Another way to tell if a folk story is of a real event, rather than a work of entertaining fiction, is the amount of detail and dialogue presented. For example, in the Chapel ghost story the long-dead hermit delivers a very lengthy address, “Tell him, my child, that even he who scoffed at it erewhile, has cause for thankfulness for my pious work. Not always am I permitted to visit earth, in my earthly form, but for some good end or wise design. But, maiden, hear my latest words. When any shall seek the grey chapel yonder, with reverence and worship in their hearts, to muse on good times gone by, the spirit such meditations invoke shall leave within each breast some lasting good. When any shall seek it in sorrow and distress the same spirit shall soothe and comfort their hearts. When any shall come to bewail some bygone sin and drop the penitential tear upon the rugged floor, not idle will that spirit be to teach their hearts aright and lead to hope and life. Farewell. Remember me.”

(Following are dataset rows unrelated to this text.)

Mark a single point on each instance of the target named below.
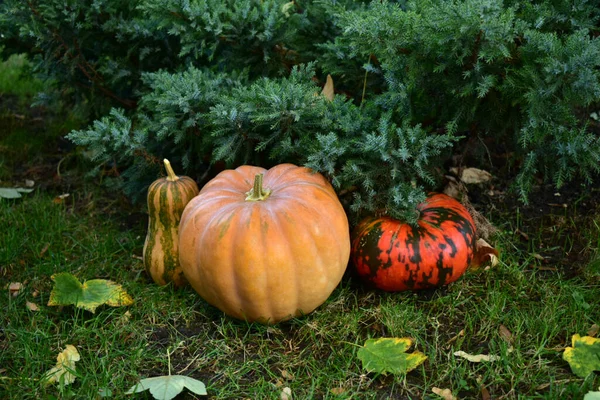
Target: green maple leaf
(167, 387)
(389, 355)
(584, 356)
(89, 295)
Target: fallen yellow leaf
(62, 373)
(32, 306)
(15, 288)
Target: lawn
(523, 311)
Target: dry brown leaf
(32, 306)
(445, 394)
(337, 391)
(472, 175)
(286, 394)
(505, 334)
(452, 339)
(476, 358)
(328, 89)
(286, 375)
(44, 250)
(485, 394)
(454, 188)
(522, 234)
(557, 382)
(484, 254)
(61, 198)
(15, 288)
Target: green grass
(311, 355)
(95, 234)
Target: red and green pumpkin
(394, 256)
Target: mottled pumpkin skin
(166, 201)
(395, 256)
(267, 260)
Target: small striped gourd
(167, 197)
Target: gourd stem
(171, 174)
(258, 192)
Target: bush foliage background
(209, 82)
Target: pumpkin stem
(258, 192)
(172, 177)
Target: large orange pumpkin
(265, 245)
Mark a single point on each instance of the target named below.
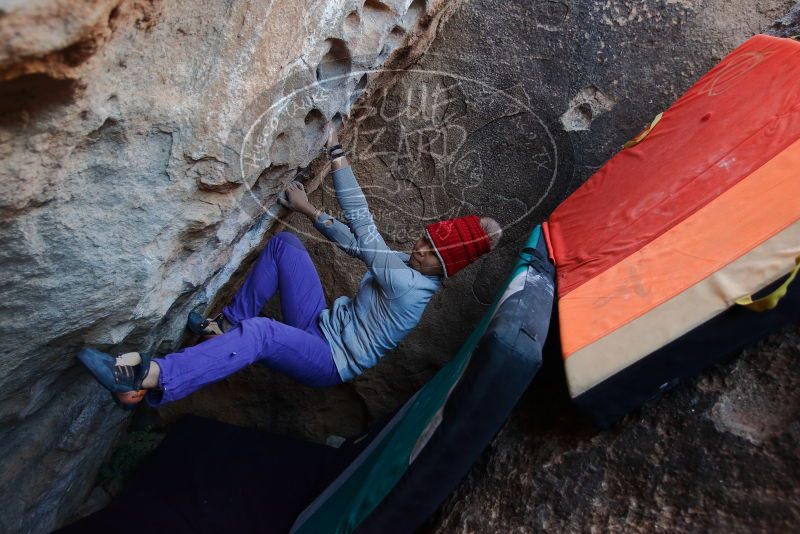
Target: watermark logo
(430, 145)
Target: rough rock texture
(716, 455)
(143, 144)
(482, 123)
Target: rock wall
(511, 108)
(143, 144)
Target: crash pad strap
(770, 301)
(639, 138)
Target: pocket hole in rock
(335, 64)
(315, 128)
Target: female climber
(316, 345)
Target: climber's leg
(284, 265)
(304, 356)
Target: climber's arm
(336, 231)
(389, 269)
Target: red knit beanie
(458, 242)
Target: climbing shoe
(208, 328)
(122, 376)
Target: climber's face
(424, 259)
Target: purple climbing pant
(295, 347)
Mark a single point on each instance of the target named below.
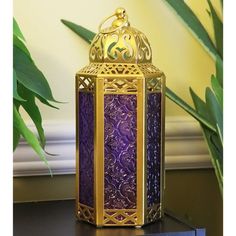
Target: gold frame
(137, 82)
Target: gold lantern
(120, 101)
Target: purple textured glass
(120, 124)
(86, 148)
(153, 147)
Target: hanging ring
(122, 19)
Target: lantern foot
(138, 226)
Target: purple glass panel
(153, 147)
(120, 124)
(86, 148)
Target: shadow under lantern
(120, 129)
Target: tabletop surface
(58, 218)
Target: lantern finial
(119, 42)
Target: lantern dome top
(120, 43)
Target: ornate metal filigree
(120, 85)
(85, 83)
(118, 68)
(154, 84)
(120, 217)
(149, 70)
(91, 69)
(86, 213)
(127, 45)
(153, 213)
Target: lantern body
(120, 132)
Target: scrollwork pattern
(126, 45)
(120, 151)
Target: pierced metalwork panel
(91, 69)
(120, 124)
(120, 68)
(85, 83)
(153, 150)
(153, 213)
(149, 69)
(120, 217)
(125, 45)
(120, 85)
(86, 148)
(86, 213)
(154, 84)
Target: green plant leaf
(218, 90)
(84, 33)
(218, 29)
(45, 102)
(18, 43)
(16, 30)
(15, 92)
(212, 139)
(28, 135)
(194, 25)
(30, 76)
(32, 109)
(219, 71)
(16, 138)
(176, 99)
(215, 111)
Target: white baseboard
(185, 148)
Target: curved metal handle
(122, 19)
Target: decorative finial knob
(120, 13)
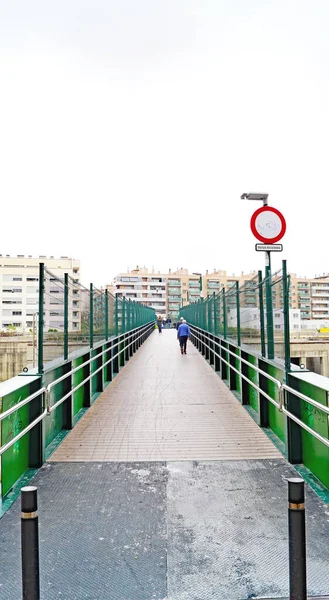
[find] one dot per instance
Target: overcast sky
(130, 128)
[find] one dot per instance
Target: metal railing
(135, 335)
(248, 314)
(283, 388)
(51, 408)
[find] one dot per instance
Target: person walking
(183, 334)
(160, 324)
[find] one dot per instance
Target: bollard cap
(296, 492)
(29, 499)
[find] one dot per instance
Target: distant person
(183, 334)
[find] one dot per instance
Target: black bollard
(297, 539)
(30, 543)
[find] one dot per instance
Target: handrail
(45, 391)
(19, 405)
(53, 407)
(87, 362)
(282, 387)
(276, 381)
(254, 385)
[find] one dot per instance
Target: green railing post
(269, 310)
(285, 278)
(41, 317)
(66, 316)
(106, 314)
(238, 317)
(224, 315)
(209, 314)
(91, 316)
(214, 311)
(261, 313)
(128, 315)
(123, 319)
(116, 315)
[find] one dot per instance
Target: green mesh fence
(75, 317)
(255, 314)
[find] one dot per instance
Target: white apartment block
(140, 286)
(165, 292)
(19, 292)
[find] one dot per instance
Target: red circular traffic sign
(268, 225)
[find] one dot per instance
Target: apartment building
(19, 292)
(165, 292)
(311, 296)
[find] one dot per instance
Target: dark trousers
(183, 341)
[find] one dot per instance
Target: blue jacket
(183, 329)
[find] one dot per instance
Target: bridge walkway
(165, 406)
(166, 489)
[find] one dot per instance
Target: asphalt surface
(166, 531)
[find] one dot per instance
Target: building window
(11, 278)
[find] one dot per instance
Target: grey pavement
(167, 531)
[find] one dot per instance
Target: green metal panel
(16, 460)
(315, 454)
(238, 366)
(53, 423)
(78, 377)
(41, 316)
(277, 421)
(253, 376)
(94, 365)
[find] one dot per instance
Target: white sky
(130, 128)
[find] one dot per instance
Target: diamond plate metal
(181, 531)
(102, 533)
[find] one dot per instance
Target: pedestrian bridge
(164, 476)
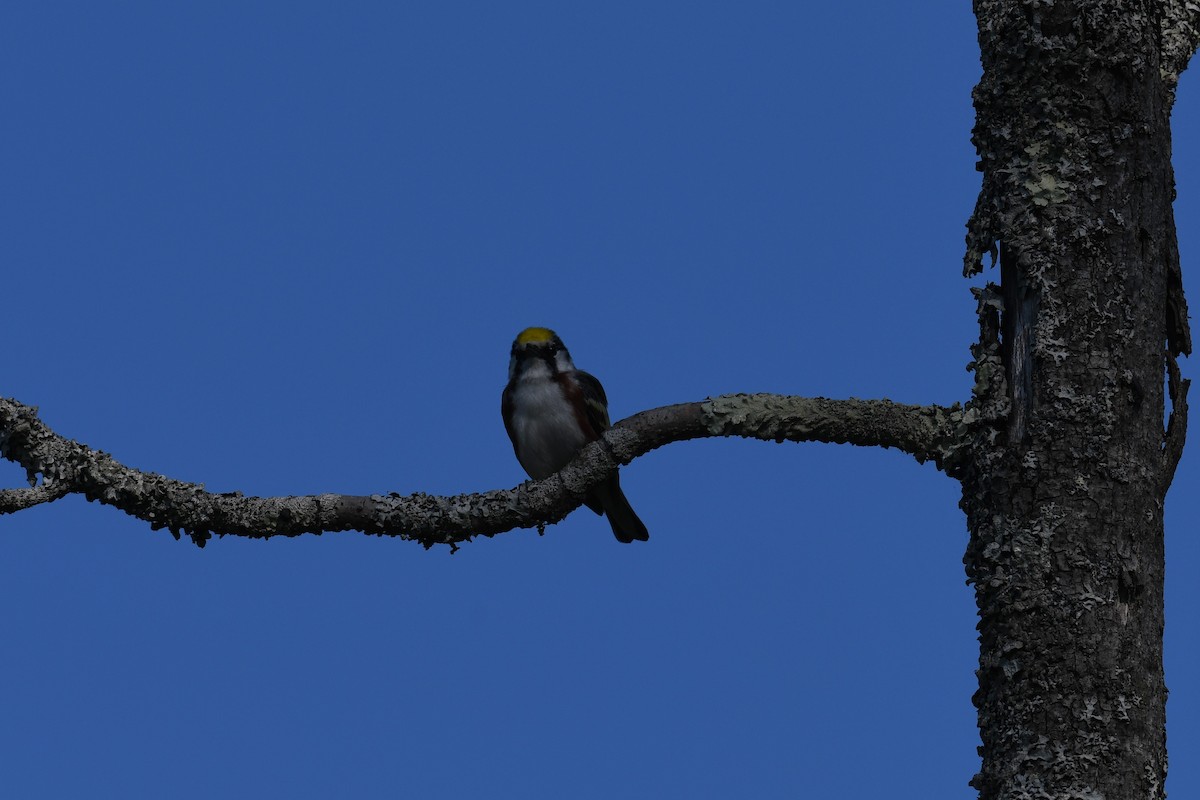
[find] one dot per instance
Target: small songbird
(551, 410)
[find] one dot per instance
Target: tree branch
(1177, 422)
(1180, 30)
(927, 432)
(12, 500)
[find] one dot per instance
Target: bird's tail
(625, 524)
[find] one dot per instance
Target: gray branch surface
(927, 432)
(1180, 26)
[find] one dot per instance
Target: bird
(551, 410)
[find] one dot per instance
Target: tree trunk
(1065, 488)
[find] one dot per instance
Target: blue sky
(282, 248)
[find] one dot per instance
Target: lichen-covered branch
(12, 500)
(1177, 422)
(927, 432)
(1180, 25)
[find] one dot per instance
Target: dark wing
(507, 413)
(595, 401)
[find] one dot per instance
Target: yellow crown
(535, 336)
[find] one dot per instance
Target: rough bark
(1065, 486)
(927, 432)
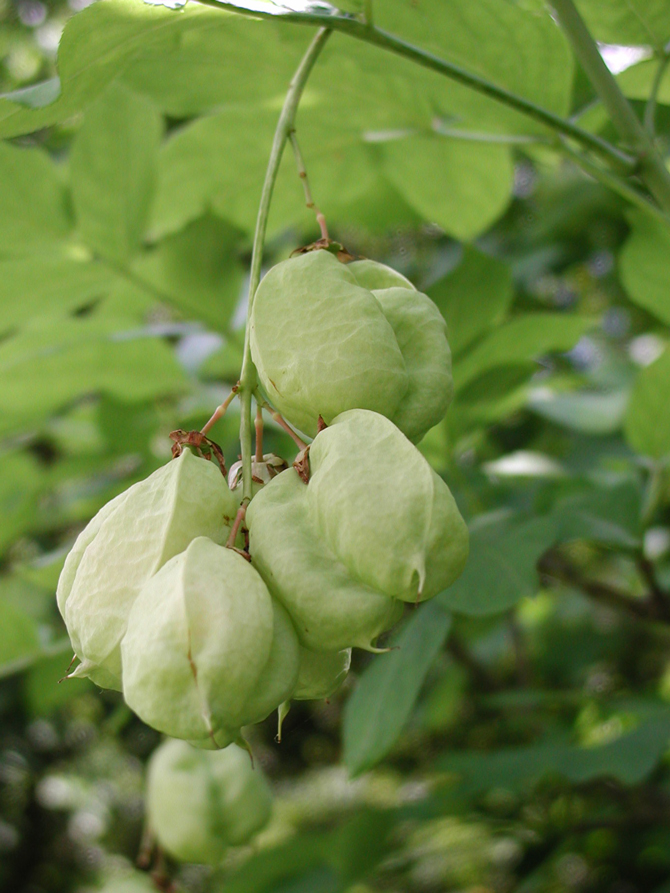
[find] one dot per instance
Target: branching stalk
(354, 27)
(248, 378)
(651, 167)
(302, 173)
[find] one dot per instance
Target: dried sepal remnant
(125, 544)
(199, 803)
(327, 337)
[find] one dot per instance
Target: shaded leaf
(33, 212)
(523, 338)
(376, 713)
(644, 265)
(198, 271)
(35, 285)
(501, 568)
(630, 759)
(647, 423)
(112, 165)
(645, 22)
(460, 185)
(71, 358)
(19, 639)
(473, 297)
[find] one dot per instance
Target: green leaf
(644, 265)
(265, 872)
(460, 185)
(19, 639)
(523, 338)
(234, 60)
(630, 759)
(376, 713)
(473, 297)
(501, 568)
(112, 165)
(591, 412)
(193, 179)
(536, 61)
(21, 481)
(33, 215)
(647, 422)
(96, 45)
(198, 271)
(609, 515)
(645, 22)
(35, 285)
(636, 81)
(71, 358)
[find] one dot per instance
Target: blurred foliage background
(518, 739)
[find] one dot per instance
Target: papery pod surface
(199, 802)
(199, 637)
(381, 508)
(327, 337)
(125, 544)
(321, 343)
(331, 611)
(373, 527)
(321, 673)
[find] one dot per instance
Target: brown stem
(258, 425)
(282, 424)
(220, 410)
(234, 530)
(302, 173)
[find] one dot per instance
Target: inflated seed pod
(125, 544)
(381, 508)
(205, 651)
(199, 803)
(327, 337)
(321, 673)
(329, 608)
(374, 527)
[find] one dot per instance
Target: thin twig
(302, 173)
(248, 376)
(281, 421)
(651, 167)
(361, 30)
(650, 107)
(220, 411)
(258, 424)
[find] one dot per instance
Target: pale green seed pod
(330, 610)
(199, 803)
(321, 674)
(326, 337)
(374, 527)
(205, 651)
(383, 511)
(125, 544)
(373, 275)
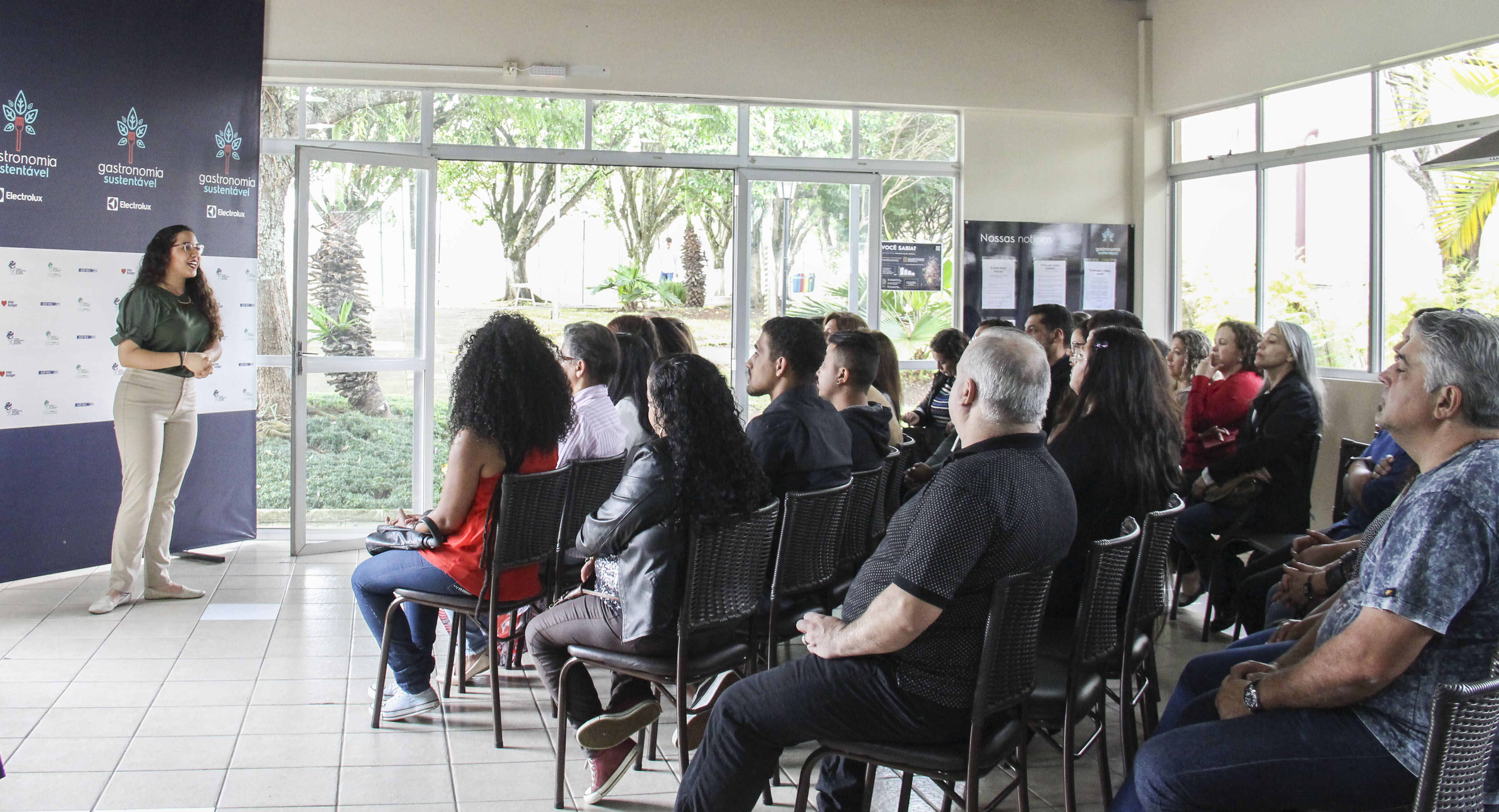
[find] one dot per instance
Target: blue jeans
(416, 627)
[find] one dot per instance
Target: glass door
(808, 252)
(362, 360)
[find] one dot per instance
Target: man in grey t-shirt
(1339, 723)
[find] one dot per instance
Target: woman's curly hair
(717, 474)
(154, 270)
(510, 390)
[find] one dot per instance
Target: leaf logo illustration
(228, 143)
(132, 134)
(18, 118)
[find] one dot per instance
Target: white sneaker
(402, 705)
(107, 604)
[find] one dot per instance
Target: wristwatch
(1252, 699)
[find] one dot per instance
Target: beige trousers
(157, 426)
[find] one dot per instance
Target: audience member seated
(1117, 447)
(844, 381)
(642, 327)
(1048, 324)
(510, 409)
(800, 439)
(887, 390)
(841, 321)
(1188, 350)
(1114, 318)
(672, 336)
(701, 469)
(1224, 387)
(900, 666)
(590, 360)
(629, 392)
(1275, 447)
(930, 420)
(1341, 720)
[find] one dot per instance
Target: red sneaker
(606, 768)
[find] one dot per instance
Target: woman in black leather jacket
(699, 468)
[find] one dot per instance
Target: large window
(1326, 210)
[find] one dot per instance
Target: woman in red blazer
(1224, 387)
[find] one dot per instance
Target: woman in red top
(510, 406)
(1224, 387)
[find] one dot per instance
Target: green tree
(522, 200)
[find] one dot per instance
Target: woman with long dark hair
(699, 469)
(512, 405)
(168, 336)
(629, 392)
(1119, 447)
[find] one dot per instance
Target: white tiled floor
(255, 699)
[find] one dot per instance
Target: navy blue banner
(122, 118)
(118, 119)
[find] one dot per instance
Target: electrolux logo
(132, 134)
(18, 118)
(218, 212)
(116, 204)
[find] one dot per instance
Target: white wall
(1074, 56)
(1215, 50)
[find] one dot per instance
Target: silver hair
(1013, 377)
(1462, 350)
(1305, 353)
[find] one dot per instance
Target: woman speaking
(168, 335)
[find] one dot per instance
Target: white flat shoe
(152, 594)
(105, 604)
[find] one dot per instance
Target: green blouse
(157, 320)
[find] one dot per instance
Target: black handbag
(393, 537)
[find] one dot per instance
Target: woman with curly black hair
(699, 469)
(512, 405)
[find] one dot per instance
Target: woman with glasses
(168, 336)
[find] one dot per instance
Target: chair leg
(453, 643)
(384, 661)
(563, 732)
(804, 784)
(1104, 754)
(1069, 790)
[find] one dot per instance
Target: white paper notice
(1050, 285)
(999, 284)
(1098, 285)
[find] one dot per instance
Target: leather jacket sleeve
(644, 498)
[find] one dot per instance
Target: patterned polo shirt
(999, 509)
(1437, 564)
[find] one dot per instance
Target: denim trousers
(854, 699)
(416, 627)
(1290, 759)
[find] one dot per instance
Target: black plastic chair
(1073, 690)
(1140, 685)
(996, 730)
(864, 523)
(724, 582)
(897, 486)
(1459, 747)
(522, 529)
(807, 550)
(593, 482)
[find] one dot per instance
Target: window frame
(1260, 161)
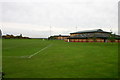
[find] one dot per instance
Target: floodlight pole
(76, 28)
(50, 30)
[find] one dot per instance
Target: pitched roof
(61, 35)
(81, 36)
(90, 31)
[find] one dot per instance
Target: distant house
(97, 35)
(59, 37)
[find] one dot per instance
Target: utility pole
(50, 30)
(76, 28)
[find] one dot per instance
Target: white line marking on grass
(39, 51)
(16, 56)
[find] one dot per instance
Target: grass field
(59, 59)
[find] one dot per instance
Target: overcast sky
(33, 18)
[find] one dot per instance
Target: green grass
(60, 60)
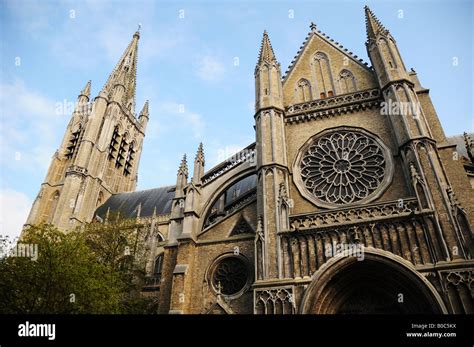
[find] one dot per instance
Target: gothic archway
(381, 283)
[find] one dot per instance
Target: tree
(97, 268)
(120, 245)
(65, 278)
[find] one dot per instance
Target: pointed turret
(83, 98)
(86, 91)
(266, 50)
(198, 165)
(383, 52)
(125, 72)
(268, 77)
(182, 179)
(373, 25)
(144, 115)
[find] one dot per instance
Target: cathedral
(350, 200)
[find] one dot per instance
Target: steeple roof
(372, 24)
(144, 111)
(183, 167)
(200, 153)
(266, 50)
(125, 72)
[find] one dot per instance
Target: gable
(323, 69)
(241, 227)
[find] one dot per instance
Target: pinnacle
(372, 24)
(86, 91)
(266, 50)
(200, 153)
(125, 72)
(183, 167)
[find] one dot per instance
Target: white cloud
(14, 209)
(172, 116)
(29, 126)
(210, 69)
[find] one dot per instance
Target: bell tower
(416, 143)
(100, 151)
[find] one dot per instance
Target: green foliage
(98, 268)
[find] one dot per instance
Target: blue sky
(187, 56)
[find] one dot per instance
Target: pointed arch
(158, 265)
(347, 81)
(303, 90)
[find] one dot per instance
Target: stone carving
(343, 167)
(458, 277)
(230, 276)
(247, 154)
(274, 301)
(391, 209)
(336, 101)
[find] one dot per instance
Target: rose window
(343, 167)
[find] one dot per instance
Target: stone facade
(350, 200)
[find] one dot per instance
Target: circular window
(343, 166)
(230, 276)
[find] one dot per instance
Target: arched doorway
(382, 283)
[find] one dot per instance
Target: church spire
(372, 24)
(198, 165)
(86, 91)
(183, 167)
(144, 115)
(266, 50)
(126, 72)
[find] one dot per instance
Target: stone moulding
(333, 106)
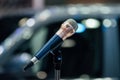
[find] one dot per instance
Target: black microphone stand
(57, 61)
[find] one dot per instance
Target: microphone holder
(57, 61)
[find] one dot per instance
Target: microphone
(66, 30)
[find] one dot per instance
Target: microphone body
(67, 29)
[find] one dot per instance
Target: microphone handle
(52, 44)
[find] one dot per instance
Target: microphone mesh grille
(73, 23)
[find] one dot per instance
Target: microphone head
(68, 28)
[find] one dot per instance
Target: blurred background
(92, 53)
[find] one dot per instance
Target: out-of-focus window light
(1, 49)
(109, 23)
(22, 22)
(41, 75)
(30, 22)
(68, 43)
(81, 28)
(91, 23)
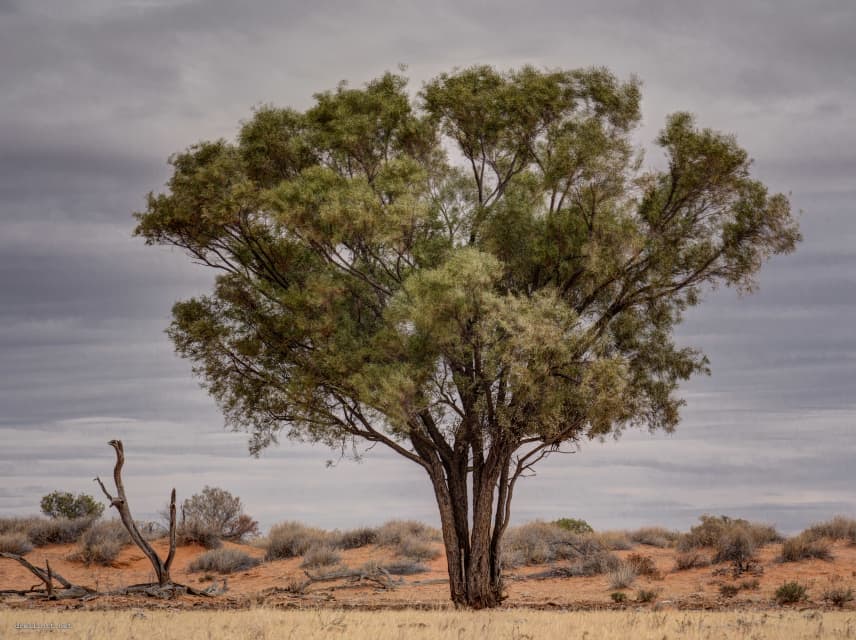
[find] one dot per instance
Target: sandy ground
(265, 584)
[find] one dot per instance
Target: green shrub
(320, 555)
(292, 539)
(62, 504)
(101, 543)
(803, 547)
(224, 560)
(218, 511)
(574, 525)
(791, 592)
(17, 543)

Who wrote down this wordy missive is unclear, but does point to the Victorian Gothic milieu, an anonymous melodramatic and sensational romance for the consumption of the masses.

This no doubt appealed to Elizabeth’s Christian worldview of sacrifice, self-discipline, healing, and growth through suffering. She took myths and legends and transformed them into guides to find, as she put it, the “eternal, immortal, invisible, the only wise God”.

At the conclusion of the story within a story of Gentian Hill, the St Michael’s Chapel guardian then takes on another role: “And always the Holy hermit prays like Moses upon the hill top or high in the watch tower.”

That was Elizabeth’s gift, to take the supposedly ancient and turn it into a lesson on how to live. She wrote: “As this world becomes increasingly ugly, callous and materialistic it needs to be reminded that the old fairy stories are rooted in truth, that imagination is of value, that happy endings do, in fact, occur, and that the blue spring mist that makes an ugly street look beautiful is just as real a thing as the street itself.”

Now largely forgotten, Elizabeth Goudge has, nevertheless, left her mark on popular culture. JK Rowling identified the Marldon-set ‘The Little White Horse’ as one of her favourite books and one of few with a direct influence on the Harry Potter series.